Hub and switches: endocannabinoid signalling in midbrain dopamine neurons

Abstract

The last decade has provided a wealth of experimental data on the role played by lipids belonging to the endocannabinoid family in several facets of physiopathology of dopamine neurons. We currently suggest that these molecules, being intimately connected with diverse metabolic and signalling pathways, might differently affect various functions of dopamine neurons through activation not only of surface receptors, but also of nuclear receptors. It is now emerging how dopamine neurons can regulate their constituent biomolecules to compensate for changes in either internal functions or external conditions. Consequently, dopamine neurons use these lipid molecules as metabolic and homeostatic signal detectors, which can dynamically impact cell function and fitness. Because dysfunctions of the dopamine system underlie diverse neuropsychiatric disorders, including schizophrenia and drug addiction, the importance of better understanding the correlation between an unbalanced endocannabinoid signal and the dopamine system is even greater.

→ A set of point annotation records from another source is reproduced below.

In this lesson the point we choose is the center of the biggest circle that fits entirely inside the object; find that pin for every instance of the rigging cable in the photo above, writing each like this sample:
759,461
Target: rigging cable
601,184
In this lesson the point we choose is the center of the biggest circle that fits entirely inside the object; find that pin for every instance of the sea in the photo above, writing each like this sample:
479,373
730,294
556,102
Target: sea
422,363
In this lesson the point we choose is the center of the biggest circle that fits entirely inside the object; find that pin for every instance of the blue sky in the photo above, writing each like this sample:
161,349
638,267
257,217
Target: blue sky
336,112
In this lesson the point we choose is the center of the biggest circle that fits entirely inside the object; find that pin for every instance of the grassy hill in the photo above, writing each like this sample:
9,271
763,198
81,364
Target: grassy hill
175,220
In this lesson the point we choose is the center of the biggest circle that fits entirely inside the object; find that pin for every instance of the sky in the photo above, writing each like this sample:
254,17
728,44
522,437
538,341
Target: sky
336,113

Particularly, because dopamine neurons are critical in controlling incentive-motivated behaviours, the involvement of endocannabinoid molecules in fine-tuning dopamine cell activity opened new avenues in both understanding and treating drug addiction. Here, we review recent advances that have shed new light on the understanding of differential roles of endocannabinoids and their cognate molecules in the regulation of the reward circuit, and discuss their anti-addicting properties, particularly with a focus on their potential engagement in the prevention of relapse.

Figure 1.

Synaptic mechanisms of action for anandamide, 2-arachidonoylglycerol and oleoylethanolamide (OEA)/palmitoylethanolamide (PEA) in dopamine neurons. The mechanisms by which endocannabinoids and N-acylethanolamines (OEA and PEA) regulate synaptic transmission onto ventral tegmental area (VTA) dopamine (DA) neurons are illustrated. Anandamide (AEA) and 2-arachidonoylglycerol (2-AG) are produced on demand by the Ca²⁺-dependent enzymes NAPE-PLD and DAG lipase, respectively. Increases in intracellular Ca²⁺ can be induced, as in the example, by activation of metabotropic glutamate receptors (mGluR). 2-AG binds to presynaptic CB1 receptors expressed on GABA and glutamate terminals and depresses neurotransmitter release. AEA activates TRPV1 receptors located on presynaptic glutamatergic terminals, but whether it stimulates CB1 receptors is not clear (dashed line). 2-AG is catabolized by MAG lipase located on presynaptic terminals, whereas FAAH is expressed postsynaptically on DA neurons. OEA and PEA, endogenous PPARα ligands, are formed by NAPE-PLD and degraded mainly by FAAH. Activated PPARα regulate nicotinic cholinergic transmission by negatively modulating somatodendritic nicotinic acetylcholine receptors (nAChRs). FAAH, fatty acid amide hydrolase; NAPE-PLD, N-acylphosphatidylethanolamine hydrolyzing phospholipase D.